Bankers count on India budget to pave way for more infra financing
Banks are lining up to lend to a high profile airport project in India, putting the spotlight once again on the country's infrastructure financing needs. The hype surrounding that scheme is far from typical, as delays and undeveloped capital markets largely keep foreign investors away. Bankers are hoping this weekend’s budget will change that, writes Shruti Chaturvedi.
India's woeful lack of infrastructure development is a frequently identified problem for the country, particularly bureaucratic delays that can lead to projects becoming unviable.
Now, with Indian lenders facing rising non-performing assets (NPAs) — due in large part to debt raised by the infrastructure sector and increasing the need for foreign capital — market observers are counting on the new Indian government to address these problems in its first full budget on February 28.
This will not be easy. India has seen an extremely inconsistent flow of foreign capital into infrastructure project funding.
G3 currency lending volume to Indian infrastructure related projects in 2014 was $386m from three deals, according to Dealogic. While this was a leap from the $178m of project loans seen in 2013, it was still lower than the $414m of deals in 2012 and a small fraction of the $3.8bn completed in 2011.
But despite the general wariness of international and local lenders towards infrastructure projects in the country, one opportunity that has got them excited is a $2.2bn project for Navi Mumbai Airport.
Four bidders are in the race for the project — GMR Delhi, MIA Infrastructure with Tata Realty, Mumbai International Airport, and Zurich Airport with Hiranandani Developers.
The presence of international operators such as MIA Infrastructure, which has a French promoter, is attracting international as well as domestic banks with expertise in project financing.
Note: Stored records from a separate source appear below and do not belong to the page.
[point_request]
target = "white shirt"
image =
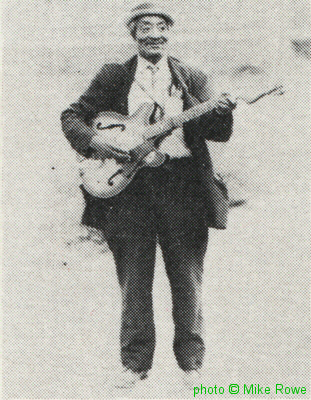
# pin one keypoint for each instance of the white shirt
(153, 83)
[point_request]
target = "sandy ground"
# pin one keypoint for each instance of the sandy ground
(61, 300)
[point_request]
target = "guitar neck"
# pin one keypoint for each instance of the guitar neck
(161, 128)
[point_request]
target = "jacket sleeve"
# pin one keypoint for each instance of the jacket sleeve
(215, 127)
(76, 119)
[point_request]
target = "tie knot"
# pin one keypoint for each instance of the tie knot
(153, 68)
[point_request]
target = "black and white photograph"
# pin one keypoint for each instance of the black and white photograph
(156, 199)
Another incentive is the "share till" format that the project is offering, which gives developers access to the non-aeronautical revenues of the airport.
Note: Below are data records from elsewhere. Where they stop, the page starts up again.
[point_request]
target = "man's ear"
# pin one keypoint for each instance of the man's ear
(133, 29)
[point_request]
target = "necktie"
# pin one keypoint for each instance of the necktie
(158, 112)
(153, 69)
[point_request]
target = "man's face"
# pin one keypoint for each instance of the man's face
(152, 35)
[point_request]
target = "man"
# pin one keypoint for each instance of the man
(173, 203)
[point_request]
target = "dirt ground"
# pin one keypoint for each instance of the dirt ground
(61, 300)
“While constructing, it’s better [for developers] to have bank debt because you can draw down as you want to,” said a banker at a French lender.
But the enthusiasm of overseas lenders for the Navi Mumbai project is certainly not representative of their general view on the Indian infrastructure space. For a start, the risks associated with backing infrastructure projects in India mean that lenders generally seek some sort of government backing.
“When you’re talking about infrastructure in India, who should fund? Banks or developmental agencies?” said a banker at an overseas subsidiary of an Indian lender.
“Banks typically should work on short term funding. With infrastructure, you’re talking about tenors of seven-plus years. That should come from a dedicated agency. The [Indian infrastructure fund] IDFC has a role, but it can hardly cover 8%-10% of what is required.”
In his opinion, banks should come in with bridges that should be taken out with longer dated debt. But due to the still-developing nature of India’s financial markets, there is uncertainty surrounding takeouts, which has hit domestic banks in the form of NPAs.
“The NPAs are because of the infrastructure sector," he said. "There is an asset liability mismatch. You have deposits at two to three years or five years, whereas these loans are typically seven years or over."
A February paper by independent Indian credit agency ICRA that analysed the performance of 26 public sector and 16 private sector banks in the country said their gross NPAs increased to 4.5% as of December 31, 2014, from 4.2% as of September 30.
With local banks struggling to provide funds, there is a need for more foreign capital. As a result some bankers are now pinning their hopes on this weekend’s budget from the Narendra Modi-led government to provide a boost to the sector.
Top of bankers' wishlists is the introduction of more infrastructure funds and development agencies to provide guarantees that offer lenders comfort against political and other risks.
“Funding alternatives being thought of include credit enhancements from specialised parties and infrastructure debt funds,” said an India-based banker at an international lender.